FIG. 3 is a flowchart of a method 300 for running AV software in an incremental mode, in accordance with the present invention. Portions of method 300 are contemplated as being incorporated into the incremental AV checking software provided by an AV software vendor. Incremental AV checking is typically implemented in AV software at an operating system kernel level, where the AV software monitors all file system operations performed on a physical file system, such as physical file system 170.
 Method 300 enhances the capabilities of AV software to utilize the batch mode AV checking of method 200. Method 300 also contemplates an enhancement incorporated into physical file system 170, to set the “virus_checked” attribute of a file to FALSE if any data, even a single byte, has been modified.
 Method 300 also uses the “virus_checked” attribute. Method 300 involves operations of opening a file (step 305), modifying an open file (step 355), and closing a file (step 365), to allow efficient virus checking on NAS server 140.
 Step 305 is the beginning of a subroutine of method 300 relating to an operation of opening a file that is located in the active file system, by a software application. Accordingly, in step 305, a file is opened (for reading or writing) in NAS server 140. Method 300 then proceeds to step 310.
 In step 310, a check is made to see if incremental mode AV checking has been administratively configured to run on a file open operation. If incremental mode AV checking has been administratively configured to run on the file open operation, then method 300 proceeds to step 315. If incremental mode AV checking has not been administratively configured to run on the file open operation, then method 300 branches to step 395.
 In step 315, method 300 checks whether the virus signature file has been updated since the last batch mode AV scan started, i.e., since the last execution of method 200 started.
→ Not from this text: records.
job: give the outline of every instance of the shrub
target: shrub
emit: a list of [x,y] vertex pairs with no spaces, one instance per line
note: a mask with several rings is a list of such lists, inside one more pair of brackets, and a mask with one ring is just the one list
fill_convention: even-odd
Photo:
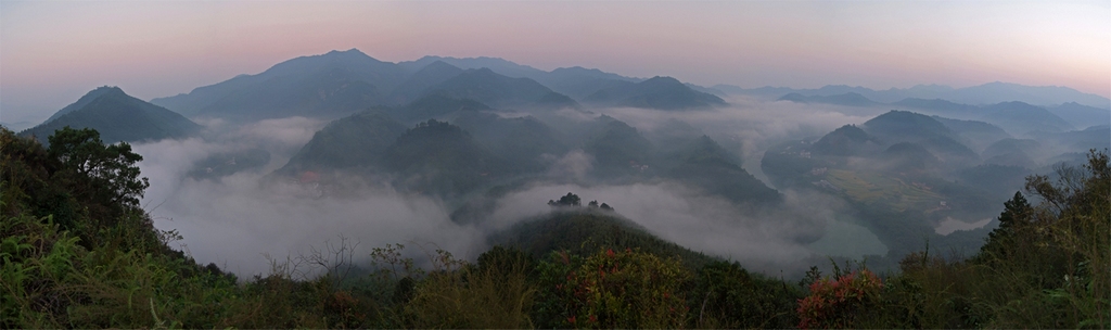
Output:
[[[840,272],[840,271],[838,271]],[[883,289],[868,269],[819,279],[810,284],[810,296],[799,300],[799,328],[854,328],[878,307]]]

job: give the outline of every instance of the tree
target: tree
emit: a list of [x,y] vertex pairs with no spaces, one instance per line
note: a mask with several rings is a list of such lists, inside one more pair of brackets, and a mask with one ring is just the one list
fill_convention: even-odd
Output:
[[1017,237],[1017,231],[1024,224],[1030,223],[1030,216],[1033,208],[1022,197],[1021,191],[1015,191],[1011,200],[1003,202],[1003,212],[999,214],[999,228],[988,234],[988,242],[980,248],[980,253],[995,254],[997,258],[1005,258],[1005,247],[1012,246]]
[[137,162],[142,156],[131,144],[104,146],[93,129],[62,128],[48,138],[47,154],[61,162],[51,181],[68,188],[88,208],[91,220],[110,227],[129,210],[138,210],[143,191],[150,187],[140,178]]
[[582,206],[582,199],[578,194],[568,192],[567,196],[559,198],[558,201],[548,200],[548,204],[552,207],[579,207]]

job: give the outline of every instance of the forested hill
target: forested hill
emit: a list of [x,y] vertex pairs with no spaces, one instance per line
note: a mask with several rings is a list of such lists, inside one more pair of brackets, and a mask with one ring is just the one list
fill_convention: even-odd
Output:
[[186,138],[202,129],[177,112],[136,99],[117,87],[101,87],[20,136],[47,142],[47,137],[63,127],[94,129],[108,142]]
[[[427,126],[404,139],[458,136]],[[890,273],[861,262],[769,278],[568,193],[474,262],[388,244],[356,264],[342,240],[240,279],[169,248],[180,237],[139,207],[148,183],[128,143],[91,129],[48,139],[0,129],[0,328],[1111,327],[1107,150],[1029,177],[977,253],[913,252]]]

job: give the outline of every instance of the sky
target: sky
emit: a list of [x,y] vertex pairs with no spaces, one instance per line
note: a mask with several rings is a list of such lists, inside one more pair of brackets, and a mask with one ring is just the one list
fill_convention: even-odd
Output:
[[1111,1],[0,1],[0,121],[300,56],[499,57],[703,86],[992,81],[1111,96]]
If the virus signature file has been updated since the last batch mode AV scan started, then method 300 proceeds to step 325 to ensure that the file is definitely scanned, even if it has been scanned before. If the virus signature file has not been updated since the last batch mode AV scan started, then method 300 proceeds to step 320.
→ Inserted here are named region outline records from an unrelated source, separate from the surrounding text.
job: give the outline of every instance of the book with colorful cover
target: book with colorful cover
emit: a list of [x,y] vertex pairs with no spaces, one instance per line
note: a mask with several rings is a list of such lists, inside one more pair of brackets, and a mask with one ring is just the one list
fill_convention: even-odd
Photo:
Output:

 In step 320, the “virus_checked” attribute of the file, in the active file system, is checked. If “virus_checked” is FALSE, then method 300 proceeds to step 325. If “virus_checked” is TRUE, then method 300 branches to step 395.
 Note that in step 320, if the “virus_checked” attribute is TRUE, method 300 recognizes that the AV batch mode scan of method 200 has already checked the file for viruses. This recognition of the check performed by method 200 improves the efficiency of incremental mode AV checking by allowing it to avoid the overhead of re-checking the file.
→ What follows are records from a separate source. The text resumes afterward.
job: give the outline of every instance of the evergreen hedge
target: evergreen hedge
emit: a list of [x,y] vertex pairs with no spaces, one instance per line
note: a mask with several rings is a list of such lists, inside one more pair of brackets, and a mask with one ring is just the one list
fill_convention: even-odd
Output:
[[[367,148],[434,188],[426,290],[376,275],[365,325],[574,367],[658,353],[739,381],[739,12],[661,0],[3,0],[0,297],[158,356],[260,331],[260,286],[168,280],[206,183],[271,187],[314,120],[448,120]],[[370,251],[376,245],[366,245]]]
 In step 325 the file is scanned for viruses. Any suitable conventional AV software can be employed for the AV scanning. The AV scanning could be performed on NAS server 140, or it can be offloaded to another machine (not shown). The AV software and NAS server 140 may be configured to check only files with particular extensions, or to bypass files having particular extensions, which could be an extra check at this point, although not illustrated in FIG. 3. After step 325, method 300 progresses to step 330.
 In step 330, a check is made to determine whether the file was found to have a virus. If the file was not found to have a virus, then method 300 progresses to step 335. If the file was found to have a virus, then method 300 branches to step 340.
 In step 335, the “virus_checked” attribute of the file is set to TRUE in the active file system to indicate that the file was scanned and no known virus was detected. Method 300 then proceeds to step 395.
 In step 340, which is executed if a virus was detected in the file, a corrective action is taken. Such corrective action may include, quarantining the file, that is, renaming it or moving it to a special directory, logging the event, and alerting a NAS system administrator. After step 340, method 300 proceeds to step 395.
 Step 355 is the beginning of a subroutine of method 300 relating to an operation of modifying an open file. Step 355 describes a change that would be made in the operation of physical file system 170. Whenever the content of an open file is modified, as opposed to a modification of an attribute of the file, the file system sets the “virus_checked ” attribute of the file to FALSE. The act of setting the “virus_checked” attribute is performed atomically in order to operate cooperatively with method 200 steps 255 and 260. Note that most commercially available file systems support an attribute called “archive” that has similar semantics to control a backup of the file. The “archive” attribute is set to TRUE by the file system code on any change to the file, and is set to FALSE by tape backup software. A key distinction to be drawn between the “virus_checked” attribute and the “archive” attribute is that since the “virus_checked” attribute is related to security, it is absolutely imperative that the attribute not be modifiable by any standard file system API, whereas no such stipulation is critical for the “archive” attribute. After completion of step 355, method 300 proceeds to step 360 for completion.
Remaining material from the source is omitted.